Scènes

Romano - Lê Quang - Texier au Triton

Aldo Romano présente son nouveau trio dont l’album, « Liberi Sumus », sort dans la nouvelle collection « Live au Triton ».


Photo © H.Collon

Samedi 24 janvier 2015 - Le Triton - Les Lilas - Salle 2. Aldo Romano présente son nouveau trio dont l’album, « Liberi Sumus », sort dans la nouvelle collection « Live au Triton ».

La salle est pleine à craquer. Aldo Romano ayant un autre engagement juste après, le concert tant attendu sera court, une petite heure, rappel compris. Suffisant toutefois pour faire la preuve de l’alchimie qui se dégage de cette formation. C’est la deuxième fois seulement que ces trois musiciens jouent ensemble et tout est limpide. La première, déjà en live, et déjà au Triton, c’était le 31 janvier 2014.

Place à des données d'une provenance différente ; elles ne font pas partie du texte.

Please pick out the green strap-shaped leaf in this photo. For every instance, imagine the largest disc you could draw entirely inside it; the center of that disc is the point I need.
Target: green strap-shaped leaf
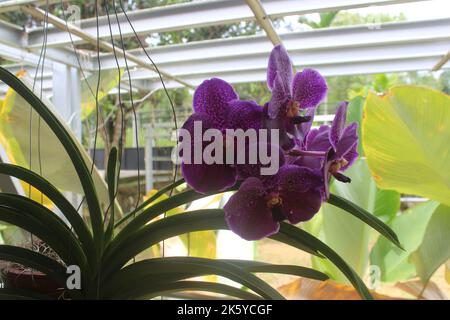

Car Romano et Henri Texier c’est bien sûr une vieille histoire, un vieux couple qui n’a plus besoin de se parler pour savoir ce que pense l’autre ; mais la rencontre avec Vincent Lê Quang, elle, est beaucoup plus récente. Une véritable révélation pour le batteur. Elle a aussi eu lieu au Triton, lors de la journée d’inauguration de la seconde salle de ce club. Au sein du groupe « Yes is a Pleasant Country » qu’il formait avec Bruno Ruder et Jeanne Added, Lê Quang lui avait fait une telle impression qu’il l’avait invité au sein de son nouveau projet. L’aventure pouvait commencer.

Et quelle aventure ! Celle d’un jazz libre, sans concession, free (osons le mot), où rien n’est écrit, où tout est improvisé sur l’instant. Une certaine idée du free, cependant, qui n’oublie pas la mélodie. Tout au long de ces cinq morceaux, on passe du rire aux larmes, du cri au chuchotement, de l’aigu au grave, de la guerre à la paix. Lê Quang - impressionnant de maîtrise et de justesse, aussi bien au ténor qu’au soprano - distille tantôt de petites touches de couleur, tantôt de longs solos habités et rageurs. Texier, fidèle à lui même, suant à grosses gouttes derrière ses lunettes, tient le manche et conduit l’ensemble. Romano, l’air de ne pas y toucher, de ne pas être là, impulse la dynamique de chaque morceau, gourou affable et charmeur.

Devant moi gesticule tel un pantin désarticulé un aficionado d’« Aldo ». Il se lève, se tourne, se déhanche, se rassoit, se contorsionne comme si tout son corps était pris dans le mouvement de la musique. Les gens le regardent d’un œil mi-amusé, mi-inquiet. Il les regarde en retour, essayant de capter leur réaction face à ce déferlement de notes.

La salle en redemande. Rappel arraché de haute lutte en guise de poire pour la soif. Et avec ça ? Ce sera tout. A la fin du concert, lorsqu’Aldo vient récupérer baguettes et cymbales, un admirateur italien vient le féliciter dans la langue de Dante : « J’aime beaucoup ce que vous faites ». Nous aussi.

De retour chez moi, je prolonge le concert en écoutant l’album du trio, enregistré il y a un an. Ça ne ressemble en rien à ce qui a été joué ce soir.

par Julien Aunos // Publié le 16 mars 2015
P.-S. :

À écouter : Aldo Romano, Liberi Sumus, Live au Triton, 2014.